Cindy W. Hodnett //Executive Editor of Brand Development//July 9, 2024


Kathy Kuo. Image courtesy of Kathy Kuo Home
Cindy W. Hodnett //Executive Editor of Brand Development//July 9, 2024
As CEO of Kathy Kuo Home, interior designer Kathy Kuo heads up a New York-based design firm with projects that extend far beyond the city’s borders. Kuo and her team continue to expand the luxury furniture and interior design services business while remaining focused on the core values that first supported growth of the brand.
Kuo, one of the upcoming keynote speakers at Las Vegas Market (her presentation, “Trends That Sell: The Best-Selling Items for 2024 and Beyond” is slated for July 29), recently spoke with Designers Today about her business strategy as well as some of the key tactics that she feels interior designers can use to fuel growth.

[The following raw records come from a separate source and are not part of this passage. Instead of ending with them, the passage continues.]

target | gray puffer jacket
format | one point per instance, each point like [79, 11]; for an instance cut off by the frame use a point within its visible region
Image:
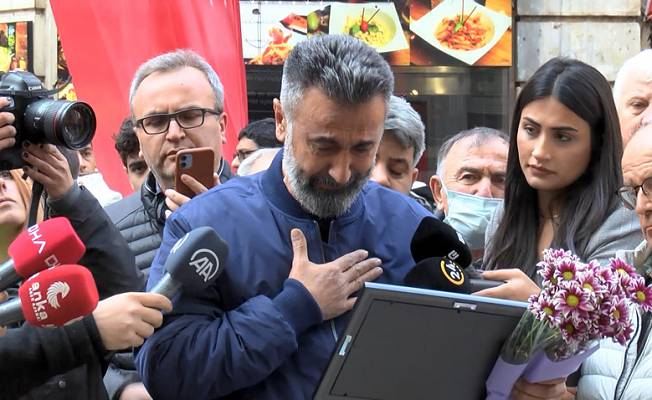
[623, 372]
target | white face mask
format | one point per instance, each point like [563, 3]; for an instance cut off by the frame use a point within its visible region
[469, 215]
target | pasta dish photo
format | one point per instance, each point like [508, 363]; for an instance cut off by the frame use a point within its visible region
[374, 30]
[465, 31]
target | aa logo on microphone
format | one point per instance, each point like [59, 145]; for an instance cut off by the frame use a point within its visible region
[56, 289]
[452, 272]
[206, 263]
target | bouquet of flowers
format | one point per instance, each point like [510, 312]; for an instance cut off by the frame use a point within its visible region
[579, 304]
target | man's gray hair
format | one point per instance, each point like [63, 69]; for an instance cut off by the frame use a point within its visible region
[404, 123]
[346, 69]
[480, 135]
[175, 60]
[642, 59]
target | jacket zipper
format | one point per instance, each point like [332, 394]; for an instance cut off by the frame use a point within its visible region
[628, 368]
[323, 260]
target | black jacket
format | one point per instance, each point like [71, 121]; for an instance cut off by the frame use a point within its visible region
[108, 258]
[32, 355]
[140, 218]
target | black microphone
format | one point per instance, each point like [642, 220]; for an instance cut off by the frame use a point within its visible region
[195, 262]
[440, 273]
[434, 238]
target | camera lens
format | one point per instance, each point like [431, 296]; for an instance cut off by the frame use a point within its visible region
[64, 123]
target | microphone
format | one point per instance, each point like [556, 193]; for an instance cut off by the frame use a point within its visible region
[52, 297]
[195, 262]
[434, 238]
[440, 273]
[48, 244]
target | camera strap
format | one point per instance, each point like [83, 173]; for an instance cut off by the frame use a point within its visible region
[37, 191]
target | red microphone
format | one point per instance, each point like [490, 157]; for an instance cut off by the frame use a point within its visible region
[52, 242]
[53, 297]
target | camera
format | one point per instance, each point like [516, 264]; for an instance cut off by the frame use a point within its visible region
[40, 119]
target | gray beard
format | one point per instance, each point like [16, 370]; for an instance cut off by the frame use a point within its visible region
[321, 203]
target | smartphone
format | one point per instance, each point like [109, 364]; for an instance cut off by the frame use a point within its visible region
[198, 163]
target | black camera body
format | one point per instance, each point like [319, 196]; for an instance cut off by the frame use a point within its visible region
[40, 119]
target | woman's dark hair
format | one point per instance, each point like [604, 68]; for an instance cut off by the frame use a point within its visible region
[587, 202]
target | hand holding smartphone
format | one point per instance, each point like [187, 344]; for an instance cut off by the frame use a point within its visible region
[198, 163]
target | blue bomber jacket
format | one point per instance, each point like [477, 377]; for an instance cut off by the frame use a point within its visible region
[255, 333]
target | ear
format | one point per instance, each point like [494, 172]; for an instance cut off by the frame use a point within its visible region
[279, 119]
[223, 122]
[415, 173]
[438, 193]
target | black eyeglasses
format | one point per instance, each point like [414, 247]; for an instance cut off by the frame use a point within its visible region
[186, 119]
[629, 194]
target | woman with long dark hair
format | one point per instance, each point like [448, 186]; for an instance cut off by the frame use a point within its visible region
[563, 173]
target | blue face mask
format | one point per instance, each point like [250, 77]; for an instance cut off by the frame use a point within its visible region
[469, 215]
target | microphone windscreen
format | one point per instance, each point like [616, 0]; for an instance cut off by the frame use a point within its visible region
[434, 238]
[58, 295]
[197, 259]
[44, 245]
[438, 273]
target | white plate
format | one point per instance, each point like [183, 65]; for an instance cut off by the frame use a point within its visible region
[387, 15]
[426, 25]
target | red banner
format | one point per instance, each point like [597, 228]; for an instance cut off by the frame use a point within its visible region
[105, 42]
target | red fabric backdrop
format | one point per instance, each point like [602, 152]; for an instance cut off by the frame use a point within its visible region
[106, 40]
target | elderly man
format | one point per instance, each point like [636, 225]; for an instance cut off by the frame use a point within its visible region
[403, 143]
[267, 327]
[91, 178]
[614, 371]
[633, 94]
[470, 182]
[126, 144]
[256, 135]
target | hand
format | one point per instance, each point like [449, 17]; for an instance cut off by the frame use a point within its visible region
[174, 199]
[127, 319]
[49, 167]
[331, 284]
[135, 391]
[518, 287]
[3, 297]
[7, 131]
[549, 390]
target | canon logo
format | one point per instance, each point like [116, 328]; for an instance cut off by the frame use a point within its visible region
[206, 263]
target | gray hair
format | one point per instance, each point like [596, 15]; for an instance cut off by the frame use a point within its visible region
[644, 58]
[246, 167]
[172, 61]
[480, 135]
[404, 123]
[346, 69]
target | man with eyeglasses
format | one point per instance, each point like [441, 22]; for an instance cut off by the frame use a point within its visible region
[177, 102]
[614, 371]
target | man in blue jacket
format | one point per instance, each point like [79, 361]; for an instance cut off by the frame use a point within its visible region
[303, 238]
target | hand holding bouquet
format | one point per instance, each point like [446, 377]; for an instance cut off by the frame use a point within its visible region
[579, 304]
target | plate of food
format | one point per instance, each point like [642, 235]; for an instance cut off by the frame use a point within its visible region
[376, 24]
[464, 30]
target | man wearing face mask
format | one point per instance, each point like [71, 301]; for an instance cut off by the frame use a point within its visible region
[470, 182]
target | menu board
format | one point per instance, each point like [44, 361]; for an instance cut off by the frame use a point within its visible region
[14, 46]
[405, 32]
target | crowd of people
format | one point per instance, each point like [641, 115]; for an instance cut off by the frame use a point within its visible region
[325, 199]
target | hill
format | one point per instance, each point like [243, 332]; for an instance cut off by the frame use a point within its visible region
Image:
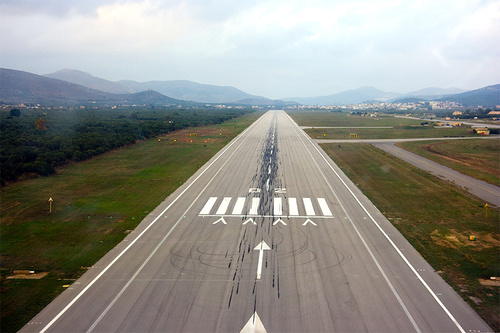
[89, 81]
[487, 97]
[22, 87]
[355, 96]
[178, 89]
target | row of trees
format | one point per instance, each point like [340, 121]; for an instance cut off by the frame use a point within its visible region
[34, 142]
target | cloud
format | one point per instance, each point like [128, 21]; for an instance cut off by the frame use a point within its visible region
[275, 48]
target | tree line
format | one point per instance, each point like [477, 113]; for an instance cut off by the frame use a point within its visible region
[36, 142]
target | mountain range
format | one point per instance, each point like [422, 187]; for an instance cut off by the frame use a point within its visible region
[72, 87]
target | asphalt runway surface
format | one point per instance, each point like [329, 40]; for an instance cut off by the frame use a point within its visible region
[268, 236]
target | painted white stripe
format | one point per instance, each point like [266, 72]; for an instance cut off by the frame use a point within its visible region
[292, 202]
[278, 207]
[238, 207]
[405, 309]
[255, 206]
[309, 207]
[223, 206]
[77, 297]
[208, 206]
[324, 207]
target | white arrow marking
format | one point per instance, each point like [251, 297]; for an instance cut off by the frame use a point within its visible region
[220, 220]
[309, 221]
[254, 325]
[249, 220]
[278, 221]
[261, 247]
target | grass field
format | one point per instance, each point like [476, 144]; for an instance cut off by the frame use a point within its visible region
[435, 217]
[96, 203]
[344, 119]
[476, 158]
[382, 126]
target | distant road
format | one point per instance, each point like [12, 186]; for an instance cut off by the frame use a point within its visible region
[481, 189]
[268, 236]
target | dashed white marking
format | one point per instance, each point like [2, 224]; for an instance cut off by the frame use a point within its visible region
[278, 207]
[309, 207]
[223, 206]
[238, 207]
[261, 248]
[292, 202]
[324, 207]
[208, 206]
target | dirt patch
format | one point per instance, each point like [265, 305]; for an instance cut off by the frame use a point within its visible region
[34, 276]
[450, 241]
[489, 282]
[469, 161]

Described by her team as an “activist for female entrepreneurs,” Kuo is on a mission to “support women to intentionally grow and scale value-focused teams” and offers a few tips to help her fellow designers get the conversation started.

“I think a fundamental one (strategy) is to know your ‘why,’” Kuo said. “Do some deep thinking and writing work and write down your value to this world and what deeply resonates with you. For example, I recently met a woman and she was actually a Christmas tree designer, and I was just fascinated by this. I asked her, ‘Are you basically an elf? Tell me more.’ She had such a unique niche, and it was the thing that really just lit her up. I told her that she must be so successful in this space because she’s not trying to do everything and everybody knows she is just the best game in town for this. Everyone needs to find the thing that lights them up like this — where they’re just so excited to be doing this day in and day out.”
Kuo notes that her first tip might seem somewhat generic and obvious, but she uses it to launch into her second tip, one that is likely to leave many designers nodding in agreement.
“The second tip is to do the things you’re good at,” she said. “I’ll just say that I have so many things that I’m just really not great at, and I’m having these same conversations with my daughter as I reflect on all my blind spots and she’s thinking about what classes in school she wants to pursue. Recognizing what you’re not good at is almost as important as recognizing what you are really good at…you really just have to farm it out.”

Kuo explained that she and her team offer support services to fellow designers that allow them to “farm it out,” including logistic and accounting services.
“One of the things we realized is that our designers don’t want to deal with selling product,” she said. “They really don’t want to deal with procurement and logistics, and if somebody’s not happy with an item or it came in the wrong color, the last thing a designer wants to do is field that call. Most designers don’t want to deal with it — it’s such a taxing part of the job. So I say, ‘Farm it out.’”
Kuo also encouraged designers to embrace the technology that can help them become more efficient and effective.
“Everybody uses Photoshop,” she said. “And so AI (artificial intelligence) is honestly no different than Photoshop. If you think about where AI is going to be in about 12 to 18 months, you will not actually be able to tell the difference between something shot by a photographer that’s been lightly edited and Photoshopped versus something that’s AI generated. So I think that there’s kind of a mind shift change happening. My daughter, who’s 11, uses AI to create songs, to write stories and to create videos. She doesn’t’ see it as any different than any other app or technology that is out there.

“It’s how we look at it,” Kuo continued. “This is already using Google in marketing, in content. We use it in image manipulation…you get things done faster, but you’re still doing the work of editing and making sure that the voice and tone sounds right. By the way, I’m neither excited for it or not excited for it—it just is what it is. It’s like saying, ‘Are you scared about electric cars?’ It’s here.”
As for her own “musts” when it comes to her business growth and strategy, Kuo offers a surprisingly simple response.
“I would say it’s unfortunate that the world we live in today includes so much dissonance and discord based on beliefs and values,” said Kuo. “I think the ‘musts’ are really living your true self—define the things that you deeply believe in and live that truth.
“What it fundamentally comes down to is that outside of the five senses we understand—touch, taste, smell, auditory, and vision—I believe there is a sixth and seventh space. The sixth is one of how we inhabit a space, how we move in a space. And the seventh is balance and harmony … Creating more balance and more harmony in your space, in your family, in your community and hopefully in this world, that is a must.”